Pourtant, depuis hier après-midi, des flyers et des messages contenus dans divers posts de certains militants  ont circulé sur les réseaux sociaux faisant état de ce que le parti de Maurice Kamto annonce de nouvelles marches pour le 17 mars prochain. L’objectif formulé par les concepteurs desdites annonces consiste “à revendiquer la libération de Maurice Kamto, de ses alliés politiques et de tous les militants et sympathisants arrêtés depuis le 26 janvier 2019” Ces flyers font, en outre, état de ce que “des charters de militants et de sympathisants partiront de Douala, Edéa, Bafoussam, Maroua, Ngaoundéré, Bertoua, Bafia, Kribi, Njombé, Nkongsamba, Penja, Bafang, etc pour converger vers Yaoundé”.

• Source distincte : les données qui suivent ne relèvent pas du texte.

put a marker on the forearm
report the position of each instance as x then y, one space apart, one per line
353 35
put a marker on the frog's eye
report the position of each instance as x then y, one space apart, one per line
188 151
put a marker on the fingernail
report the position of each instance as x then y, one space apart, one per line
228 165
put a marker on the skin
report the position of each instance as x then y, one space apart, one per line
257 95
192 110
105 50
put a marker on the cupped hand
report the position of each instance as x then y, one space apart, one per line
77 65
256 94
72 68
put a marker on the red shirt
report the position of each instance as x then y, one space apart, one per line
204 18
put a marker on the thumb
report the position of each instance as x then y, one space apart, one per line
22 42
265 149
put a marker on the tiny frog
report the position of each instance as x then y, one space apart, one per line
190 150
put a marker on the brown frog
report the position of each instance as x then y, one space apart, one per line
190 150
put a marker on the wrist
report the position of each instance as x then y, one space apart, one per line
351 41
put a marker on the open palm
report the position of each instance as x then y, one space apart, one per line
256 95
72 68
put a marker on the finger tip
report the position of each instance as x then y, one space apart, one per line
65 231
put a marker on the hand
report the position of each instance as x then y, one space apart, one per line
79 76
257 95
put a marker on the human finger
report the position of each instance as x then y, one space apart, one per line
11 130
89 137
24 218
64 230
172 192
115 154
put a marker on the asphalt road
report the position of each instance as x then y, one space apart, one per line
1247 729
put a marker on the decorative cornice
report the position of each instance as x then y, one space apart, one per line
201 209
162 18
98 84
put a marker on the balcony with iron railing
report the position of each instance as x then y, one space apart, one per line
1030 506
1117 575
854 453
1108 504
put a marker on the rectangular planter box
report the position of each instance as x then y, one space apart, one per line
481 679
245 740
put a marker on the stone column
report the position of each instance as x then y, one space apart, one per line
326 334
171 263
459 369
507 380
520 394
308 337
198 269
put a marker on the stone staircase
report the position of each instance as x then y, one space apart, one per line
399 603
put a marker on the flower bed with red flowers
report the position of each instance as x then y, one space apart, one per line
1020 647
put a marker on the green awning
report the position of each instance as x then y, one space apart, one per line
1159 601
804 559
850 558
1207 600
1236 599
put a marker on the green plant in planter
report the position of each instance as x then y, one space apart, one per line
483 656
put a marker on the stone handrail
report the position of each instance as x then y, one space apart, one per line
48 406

Informé de cette annonce ayant enflé la toile et, singulièrement, les fora Facebook et Whatsaap hier après-midi, le Secrétaire général du Mrc  a fait savoir, dans ledit communiqué, qu’il “reste et demeure le seul administrateur du parti et, en cette qualité, demeure le seul habilité à publier les notes et communiqués engageant le parti”. C. Ndong Mveh  appelle, à cet effet, à la vigilance de tous les responsables de base, militants et sympathisants à vérifier toujours l’authenticité des publications sur les réseaux sociaux. “Toutefois, ajoute ce cadre politique, tous les militants et sympathisants du parti ont été mis en état d’alerte permanent dans l’attente du prochain programme des “Marches blanches”, qui est en discussion entre le Mrc, ses alliés et tous les Camerounais qui disent:
***** Non à l’instrumentalisation de la justice pour régler les problèmes politiques;
***** Non au hold-up électoral;
***** Non à la guerre au Nord-Ouest et au Sud-Ouest;
***** Non à la mise à sac des richesses de notre pays par une poignée d’individus sans foi ni loi”.
Somme toute, le patron administratif du Mrc conclut son communiqué, en rappelant que cette formation politique de l’opposition camerounaise exige la libération, sans condition, du président national, de ses alliés, de tous les militants et sympathisants injustement détenus par le régime en place. Depuis 44 jours, M. Kamto et ses partisans sont emprisonnés depuis le 28 janvier 2019 pour avoir organisé ou participé, le 26 janvier 2019, à des marches blanches organisées dans des villes camerounaises, mais interdites par les autorités administratives et réprimées par les forces de l’ordre. Le leader national du Mrc et Cie ont été inculpés pour hostilité contre la patrie, insurrection, incitation à l’insurrection, rébellion, trouble à l’ordre public et attroupement. C’est le 7 mars 2019 que le président du Tribunal de grande instance de Yaoundé Centre administratif a rejeté la sollicitation de la demande de liberté provisoire actée par le conseil du président national du Mrc et ses alliés politiques. Au cours d’une conférence de presse donnée le 8 mars 2019 à Yaoundé, Me Sylvain Souop, chef de file des avocats de M. Kamto, s’inquiétait du rejet de cette requête que ses pairs et lui ont, dûment, formulée et se préoccupait, en même temps, du maintien de certains militants et sympathisants dans les geôles de la prison principale et centrale de Yaoundé. Aussi a-t-il fait le bilan chiffré des détenus. “152 personnes sont encore, a-t-il expliqué ce jour-là, en détention dans la prison centrale et principale de Yaoundé et risquent, pour certains, la peine de mort puisque poursuivis pour hostilité contre la patrie”.
Visite sous tension de Tibor Nagy au Cameroun
La critique des pseudo annonces de programmation des marches blanches du Mrc intervient dans un contexte où le sous-Secrétaire d’Etat américain chargé des affaires africaines va séjourner à Yaoundé le 17 mars 2019 dans le cadre d’une tournée dans les pays de sous-région Afrique centrale. C’est, en réalité, une visite sous haute tension au Cameroun. Alors que le gouvernement camerounais maintient le ton martial et fustige le discours tenu par Tibor Nagy, le 6 mars 2019, sur les antennes de Rfi (Radio France internationale), de France 24 et dans Jeune Afrique sur la crise sociopolitique actuelle et sur la libération de M. Kamto, le “M. Afrique de Donald Trump” suggère, cette fois-ci, l’organisation d’un forum international comme plateforme de discussion dans le dessein de régler cette crise et de créer, autant que possible, un contexte de dégel de l’atmosphère politique au pays de Paul Biya.